Der Kellinghusener Sozialausschuss besichtigte die kleine Arche.

shz.de von
19. November 2013, 17:38 Uhr

Auf den viel bestaunten winzigen Stühlen in der „Kleinen Arche“ mussten Mitglieder und Gäste vom Sozialausschuss nicht Platz nehmen. Zur jüngsten Sitzung Gremiums hatte der Vorsitzende Henning Schlüter (BFK) lediglich zu einem Rundgang durch die Einrichtung in der Lindenstraße gebeten. Für Abhandlung der folgenden Tagesordnungspunkte bot das Gemeindehaus Sitzgelegenheiten in Erwachsenengröße.

Bei der Arche-Begehung stand Detlef Letzner, Leiter der evangelischen Kindertagesstätte „Am Schulberg“ und der U-3 Einrichtung, den Politikern als Gesprächspartner zur Verfügung. Die Krippe ist mit allem ausgestattet, was für die Betreuung von Mädchen und Jungen im Krippenalter notwendig ist. Gemütlich eingerichtete Räume zum Wickeln, Schlafen und Spielen – sowie im Eingangsbereich eine Tobefläche - bieten dem Nachwuchs unter drei Jahre eine komfortable Heimstatt auf Zeit. Aus aktueller Erfahrung konnte dies auch Papa Schlüter bestätigen. Mit seinem Lob steht er nicht allein da: „Wir bekommen nur positive Rückmeldungen“, verweist Letzner auf die Stimmen weiterer Krippen-Eltern. Insgesamt fünf Fachkräfte kümmern sich im Gemeindehaus um die Jüngsten. Betreut werden derzeit 20 Kinder in zwei Gruppen. Durch die getrennten Räume sei bei Bedarf die notwendige Ruhe zu schaffen, so Letzner. Anderseits seien die Kleinen aber nicht hermetisch voneinander abgetrennt. „Im Mittelraum trifft sich die ganze Bande.“ Derzeit stehe ein Kind auf der Warteliste und auch für die Zukunft gebe es bereits eine rege Nachfrage.

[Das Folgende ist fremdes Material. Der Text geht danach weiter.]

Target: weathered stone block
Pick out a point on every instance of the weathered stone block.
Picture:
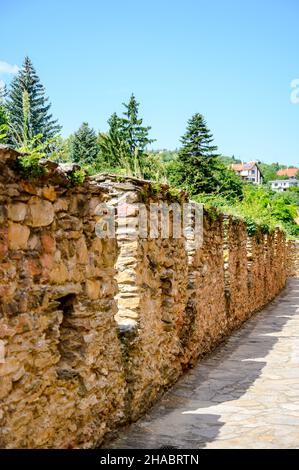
(41, 213)
(18, 236)
(17, 212)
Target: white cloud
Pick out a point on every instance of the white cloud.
(8, 68)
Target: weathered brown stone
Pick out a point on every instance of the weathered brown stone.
(48, 243)
(95, 329)
(41, 212)
(93, 289)
(49, 193)
(17, 212)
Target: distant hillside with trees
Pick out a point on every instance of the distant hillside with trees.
(26, 123)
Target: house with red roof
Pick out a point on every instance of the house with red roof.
(249, 171)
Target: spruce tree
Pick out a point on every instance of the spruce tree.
(40, 121)
(133, 132)
(84, 147)
(3, 115)
(197, 159)
(135, 136)
(112, 144)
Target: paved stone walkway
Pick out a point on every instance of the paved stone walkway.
(244, 395)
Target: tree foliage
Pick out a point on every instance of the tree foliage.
(26, 99)
(84, 146)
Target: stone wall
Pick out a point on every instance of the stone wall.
(94, 330)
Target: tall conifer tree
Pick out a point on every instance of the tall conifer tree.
(40, 121)
(84, 147)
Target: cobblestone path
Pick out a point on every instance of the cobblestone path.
(244, 395)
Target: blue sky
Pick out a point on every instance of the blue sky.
(231, 60)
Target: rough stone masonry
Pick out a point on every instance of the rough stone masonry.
(94, 330)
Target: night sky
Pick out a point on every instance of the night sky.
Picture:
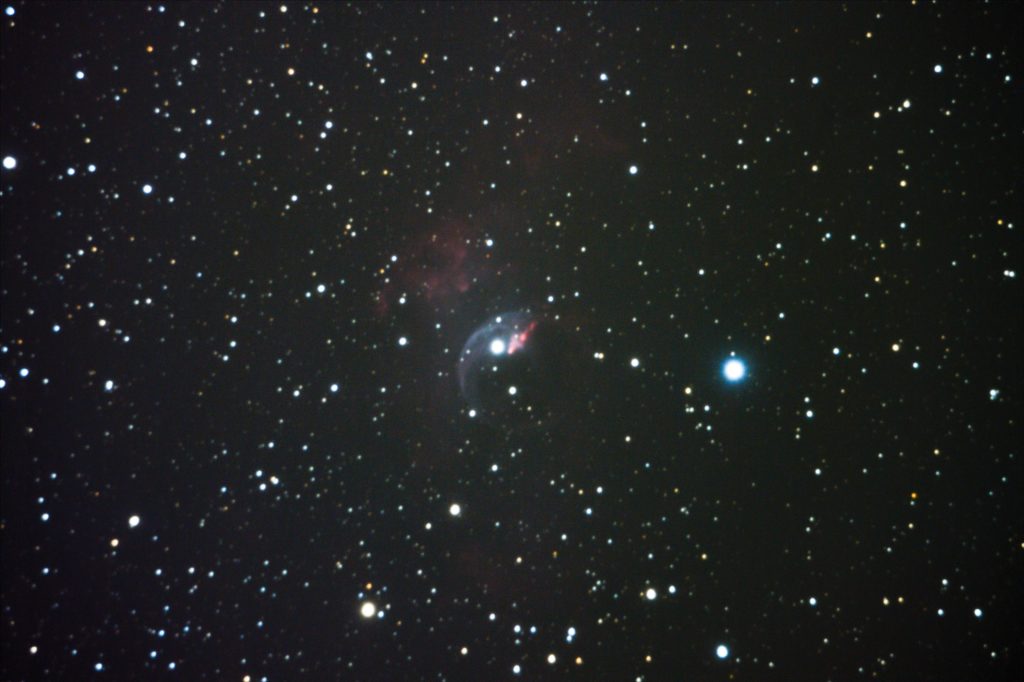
(504, 341)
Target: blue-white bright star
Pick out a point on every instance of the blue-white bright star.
(734, 370)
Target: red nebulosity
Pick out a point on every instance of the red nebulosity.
(519, 340)
(437, 266)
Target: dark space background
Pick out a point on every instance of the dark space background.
(245, 244)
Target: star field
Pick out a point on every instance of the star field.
(395, 341)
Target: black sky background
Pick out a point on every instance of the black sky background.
(850, 510)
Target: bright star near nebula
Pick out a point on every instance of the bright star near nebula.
(734, 370)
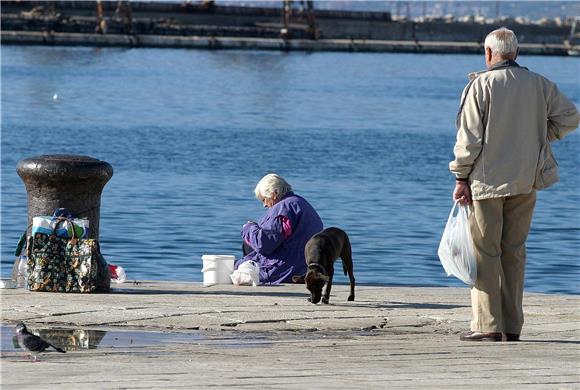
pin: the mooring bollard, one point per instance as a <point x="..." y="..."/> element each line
<point x="65" y="181"/>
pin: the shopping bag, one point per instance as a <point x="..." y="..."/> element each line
<point x="247" y="274"/>
<point x="456" y="250"/>
<point x="62" y="264"/>
<point x="63" y="227"/>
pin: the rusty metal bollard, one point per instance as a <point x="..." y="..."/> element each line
<point x="69" y="181"/>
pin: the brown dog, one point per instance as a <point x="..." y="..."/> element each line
<point x="321" y="251"/>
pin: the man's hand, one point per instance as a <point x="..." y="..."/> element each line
<point x="462" y="193"/>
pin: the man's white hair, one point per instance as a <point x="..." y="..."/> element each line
<point x="272" y="184"/>
<point x="502" y="41"/>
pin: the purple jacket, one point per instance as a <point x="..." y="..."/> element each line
<point x="281" y="256"/>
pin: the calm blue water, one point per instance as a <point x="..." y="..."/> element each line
<point x="366" y="138"/>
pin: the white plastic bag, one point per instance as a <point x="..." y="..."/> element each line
<point x="247" y="274"/>
<point x="456" y="248"/>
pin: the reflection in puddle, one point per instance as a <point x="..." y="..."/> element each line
<point x="75" y="339"/>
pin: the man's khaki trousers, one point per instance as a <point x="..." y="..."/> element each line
<point x="499" y="228"/>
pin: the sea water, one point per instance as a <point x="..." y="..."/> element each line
<point x="365" y="138"/>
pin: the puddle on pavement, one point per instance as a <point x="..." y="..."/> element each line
<point x="77" y="339"/>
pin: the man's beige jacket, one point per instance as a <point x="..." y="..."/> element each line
<point x="507" y="114"/>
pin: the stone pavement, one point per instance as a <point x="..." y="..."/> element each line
<point x="184" y="335"/>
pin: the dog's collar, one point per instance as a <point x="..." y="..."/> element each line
<point x="316" y="265"/>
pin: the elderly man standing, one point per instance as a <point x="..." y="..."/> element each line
<point x="507" y="115"/>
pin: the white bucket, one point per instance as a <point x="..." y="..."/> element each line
<point x="217" y="269"/>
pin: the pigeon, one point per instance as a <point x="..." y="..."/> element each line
<point x="31" y="342"/>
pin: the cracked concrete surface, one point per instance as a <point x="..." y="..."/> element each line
<point x="271" y="337"/>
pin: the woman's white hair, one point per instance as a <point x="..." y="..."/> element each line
<point x="272" y="184"/>
<point x="502" y="41"/>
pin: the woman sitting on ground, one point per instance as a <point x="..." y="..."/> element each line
<point x="276" y="242"/>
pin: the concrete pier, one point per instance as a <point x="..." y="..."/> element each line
<point x="271" y="337"/>
<point x="246" y="43"/>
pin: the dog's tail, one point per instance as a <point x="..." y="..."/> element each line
<point x="346" y="254"/>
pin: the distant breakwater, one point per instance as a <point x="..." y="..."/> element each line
<point x="204" y="25"/>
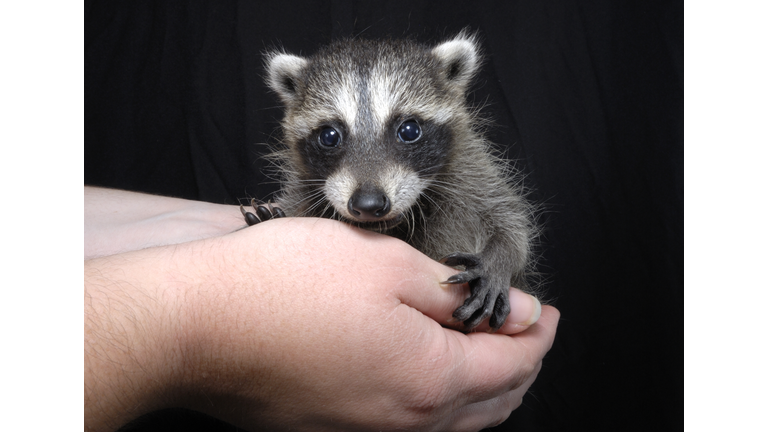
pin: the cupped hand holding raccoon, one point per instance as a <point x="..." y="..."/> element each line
<point x="301" y="324"/>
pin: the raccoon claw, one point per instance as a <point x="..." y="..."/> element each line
<point x="488" y="298"/>
<point x="263" y="213"/>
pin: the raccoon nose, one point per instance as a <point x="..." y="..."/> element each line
<point x="368" y="205"/>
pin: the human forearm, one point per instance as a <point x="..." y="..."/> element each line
<point x="298" y="324"/>
<point x="129" y="343"/>
<point x="119" y="221"/>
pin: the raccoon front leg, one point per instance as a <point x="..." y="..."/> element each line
<point x="489" y="291"/>
<point x="263" y="213"/>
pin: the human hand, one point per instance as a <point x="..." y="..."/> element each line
<point x="310" y="324"/>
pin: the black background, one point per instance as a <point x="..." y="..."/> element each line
<point x="586" y="97"/>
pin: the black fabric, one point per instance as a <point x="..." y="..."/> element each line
<point x="586" y="96"/>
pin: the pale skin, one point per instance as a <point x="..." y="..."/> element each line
<point x="292" y="324"/>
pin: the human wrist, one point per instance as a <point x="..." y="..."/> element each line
<point x="132" y="350"/>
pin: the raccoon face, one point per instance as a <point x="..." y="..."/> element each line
<point x="374" y="121"/>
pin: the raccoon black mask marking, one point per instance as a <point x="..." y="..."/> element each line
<point x="378" y="134"/>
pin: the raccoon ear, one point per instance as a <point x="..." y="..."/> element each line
<point x="284" y="74"/>
<point x="459" y="59"/>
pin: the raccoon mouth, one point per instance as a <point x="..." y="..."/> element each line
<point x="379" y="225"/>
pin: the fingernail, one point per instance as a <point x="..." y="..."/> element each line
<point x="526" y="308"/>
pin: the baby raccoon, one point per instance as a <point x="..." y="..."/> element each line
<point x="378" y="134"/>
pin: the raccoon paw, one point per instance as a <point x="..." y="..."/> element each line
<point x="263" y="213"/>
<point x="489" y="295"/>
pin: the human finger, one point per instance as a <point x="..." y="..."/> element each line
<point x="494" y="411"/>
<point x="427" y="293"/>
<point x="493" y="364"/>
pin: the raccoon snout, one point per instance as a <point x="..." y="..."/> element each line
<point x="369" y="205"/>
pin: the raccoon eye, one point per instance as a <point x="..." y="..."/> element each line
<point x="409" y="131"/>
<point x="329" y="137"/>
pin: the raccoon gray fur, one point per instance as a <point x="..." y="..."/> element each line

Heraus stellte Letzner, dass die „Kleine Arche“, obwohl unter kirchengemeindlichen Dach angesiedelt, keine konfessionelle Einrichtung sei. „Zu uns können alle kommen, das gilt auch für die Kita am Schulberg“, erklärte er auf Nachfrage. Trotz der prima Ausstattung der Krippe, muss aus Sicherheitsgründen noch einmal investiert werden. Die Zahlen im Vermögenshaushalt für das Jahr 2014 weisen die Summe in Höhe von rund 21 000 Euro für Brandschutzmaßnahmen aus.